Die Fruchtauswahl ist natürlich grösser als auf einem europäischen Markt und man sollte mindestens einmal auf das Geratewohl zufällige Früchte kaufen und sich von einem Einheimischen erklären lassen, wie man sie isst. Ein interessantes Beispiel ist Durian, eine Frucht, die dermassen stinkt, dass man sie nicht auf Hotelzimmer bringen darf, aber dessen Fleisch angenehm süsslich schmeckt. Andere bekanntere Beispiele wie die Drachenfrucht (pinkes und weisses Fruchtfleisch mit schwarzen Punkten) und die Banane, die hier viel intensiver schmeckt, sind natürlich im Magen gern gesehene Gäste.

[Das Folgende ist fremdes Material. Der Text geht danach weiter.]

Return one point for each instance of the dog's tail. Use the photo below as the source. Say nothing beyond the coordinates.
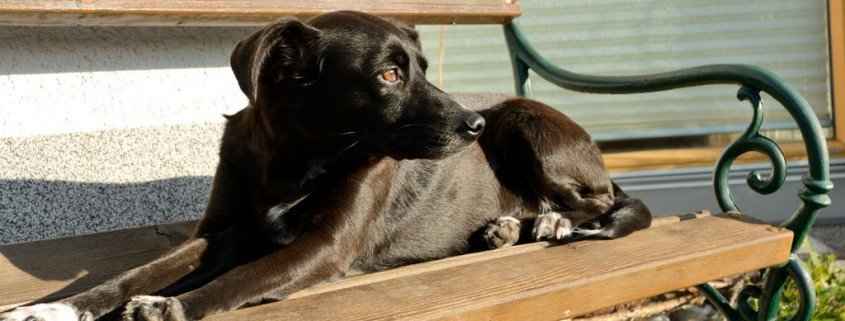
(627, 215)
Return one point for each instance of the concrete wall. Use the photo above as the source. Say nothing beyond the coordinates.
(105, 128)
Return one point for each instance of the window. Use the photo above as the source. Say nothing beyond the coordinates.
(640, 37)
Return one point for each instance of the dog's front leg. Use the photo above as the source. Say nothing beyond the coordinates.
(113, 293)
(315, 257)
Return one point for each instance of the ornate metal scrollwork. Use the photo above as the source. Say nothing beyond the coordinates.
(752, 80)
(750, 140)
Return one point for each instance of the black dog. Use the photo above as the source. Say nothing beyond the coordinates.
(348, 160)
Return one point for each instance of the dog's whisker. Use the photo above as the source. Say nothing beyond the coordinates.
(345, 133)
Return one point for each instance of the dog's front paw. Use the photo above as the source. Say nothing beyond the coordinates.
(154, 308)
(502, 232)
(551, 226)
(46, 312)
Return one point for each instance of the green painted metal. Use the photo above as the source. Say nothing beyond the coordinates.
(752, 80)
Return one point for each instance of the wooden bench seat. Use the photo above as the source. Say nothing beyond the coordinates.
(535, 281)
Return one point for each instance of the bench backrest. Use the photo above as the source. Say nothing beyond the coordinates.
(244, 12)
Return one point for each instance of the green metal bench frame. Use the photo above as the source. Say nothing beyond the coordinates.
(752, 80)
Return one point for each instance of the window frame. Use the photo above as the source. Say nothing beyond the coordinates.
(664, 159)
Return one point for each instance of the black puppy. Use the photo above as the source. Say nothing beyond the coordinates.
(348, 160)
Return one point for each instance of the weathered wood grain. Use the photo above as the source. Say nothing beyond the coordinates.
(50, 269)
(546, 284)
(55, 268)
(242, 12)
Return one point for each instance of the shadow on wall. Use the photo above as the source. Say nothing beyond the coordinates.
(32, 50)
(37, 209)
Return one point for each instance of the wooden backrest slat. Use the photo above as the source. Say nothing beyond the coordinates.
(242, 12)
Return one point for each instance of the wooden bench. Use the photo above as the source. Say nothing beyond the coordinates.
(533, 281)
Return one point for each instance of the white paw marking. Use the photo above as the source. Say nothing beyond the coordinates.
(502, 220)
(552, 226)
(46, 312)
(140, 301)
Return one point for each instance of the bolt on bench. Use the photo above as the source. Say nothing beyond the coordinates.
(534, 281)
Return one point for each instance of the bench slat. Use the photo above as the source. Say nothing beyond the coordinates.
(549, 284)
(242, 12)
(57, 268)
(668, 256)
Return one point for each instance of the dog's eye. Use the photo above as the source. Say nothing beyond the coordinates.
(391, 75)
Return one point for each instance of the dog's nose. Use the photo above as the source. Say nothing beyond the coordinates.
(474, 124)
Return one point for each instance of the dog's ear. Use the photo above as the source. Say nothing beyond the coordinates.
(283, 53)
(413, 34)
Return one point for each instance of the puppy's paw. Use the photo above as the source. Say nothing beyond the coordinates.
(551, 226)
(154, 308)
(46, 312)
(502, 232)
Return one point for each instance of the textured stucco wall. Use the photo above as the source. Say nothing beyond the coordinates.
(63, 80)
(106, 128)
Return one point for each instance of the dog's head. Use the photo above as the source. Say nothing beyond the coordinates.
(351, 74)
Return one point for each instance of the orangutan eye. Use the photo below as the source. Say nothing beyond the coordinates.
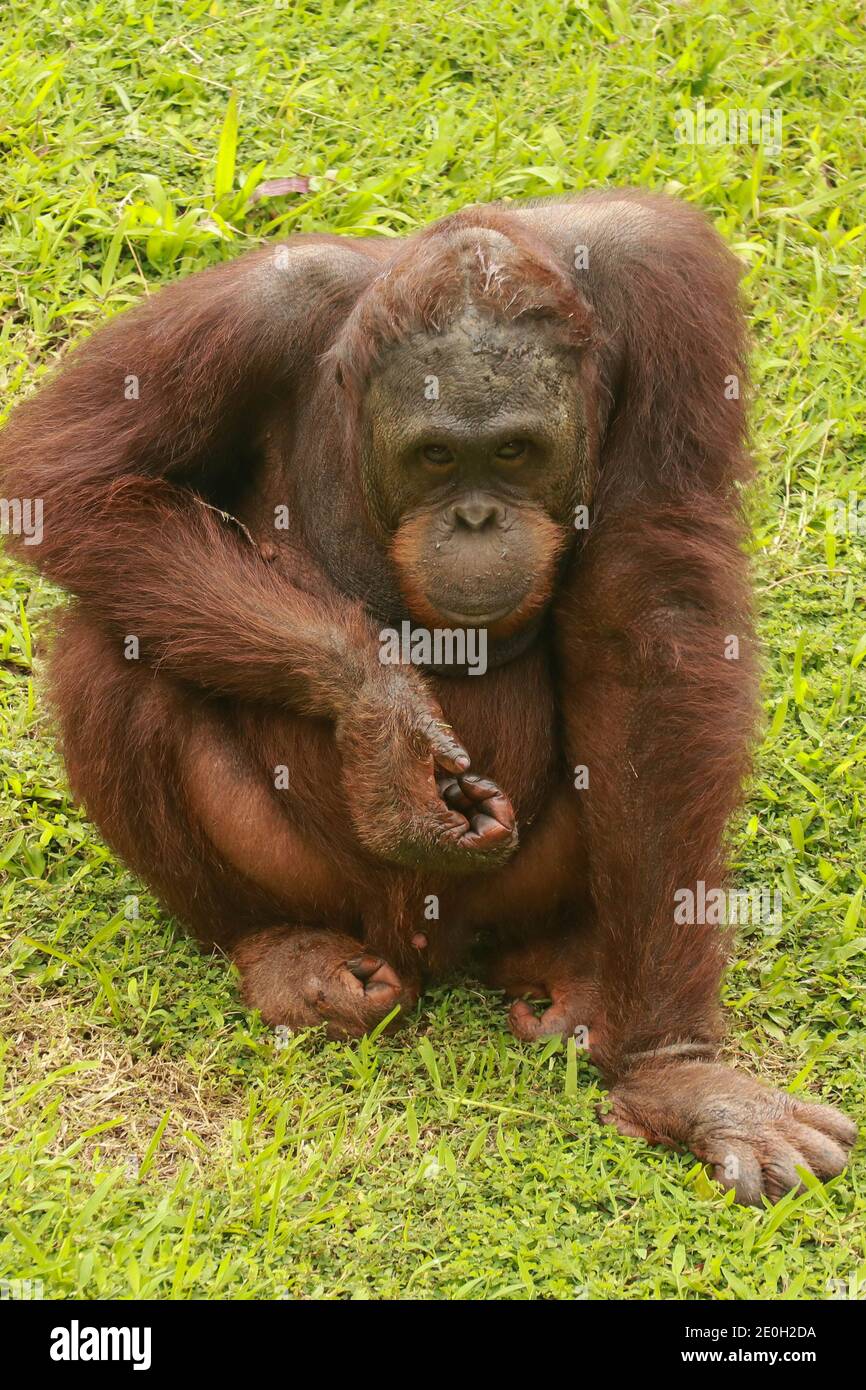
(438, 455)
(512, 451)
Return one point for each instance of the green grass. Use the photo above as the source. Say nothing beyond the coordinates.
(154, 1141)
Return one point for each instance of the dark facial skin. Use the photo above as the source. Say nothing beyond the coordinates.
(474, 458)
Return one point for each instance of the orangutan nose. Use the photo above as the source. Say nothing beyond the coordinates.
(476, 513)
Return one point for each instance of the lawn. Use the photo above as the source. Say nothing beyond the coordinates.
(156, 1141)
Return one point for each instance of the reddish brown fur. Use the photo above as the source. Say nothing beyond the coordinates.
(248, 665)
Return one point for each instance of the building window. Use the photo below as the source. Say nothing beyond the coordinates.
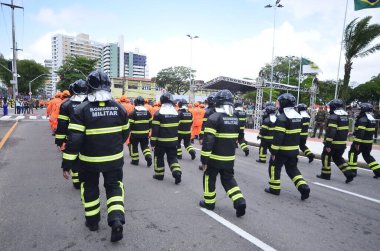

Meerestiere sind natürlich auch wahnsinnig beliebt und man findet diese in jedem Restaurant. Wenn man am Meer vor Sonnenaufgang weilt, entdeckt man über dem dunklen Wasser hunderte Lichtpunkte, welche wie eine Stadt auf der anderen Seite erscheinen, doch es sind Fischer, welche auf dem Meer ihr Glück versuchen. Erst als die ersten Sonnenstrahlen Mui Nè erreichen, kann man die Fischer entdecken, wie sie in ihren Plastiknussschalen ans Ufer schippern und als Gruppe von zehn Personen die Netze an Land ziehen. So ein aufregendes Erlebnis. Wenn man nett fragt, darf man sogar mithelfen. Die Beute ist leider nicht allzu gross, denn das Meer ist überfischt und wird von vielen Berufsfischern ausgenommen. Da reicht es kaum für ein Festessen.

Die Franzosen haben ihre Spuren hier hinterlassen im Form des Kaffees. Eine interessante Variante ist der «Egg coffee». In einem heissen Land, wo man nicht immer Zugriff auf Sahne, Milch oder Kondensmilch hat, kam man auf die Idee Eierschaum zu schlagen und mit Kaffee zu vermischen. Das Resultat ist ein angenehm cremiges Getränk mit einem Nachgeschmack von Ei, das den bitteren Kaffee abschwächt und ideal ist für Zwischendurch oder nach einer leichten Mahlzeit.

Über dieses Thema könnte man endlos weiterschreiben und sich darin verlieren, doch anstelle die Zeit zu vergeuden, Artikel über die vietnamesische Küche zu lesen/schreiben, sollte man sie viel lieber damit verbringen, ein Bun Bo zu bestellen.

Wie die Vietnamesen so schön sagen: «Ngon miêng!»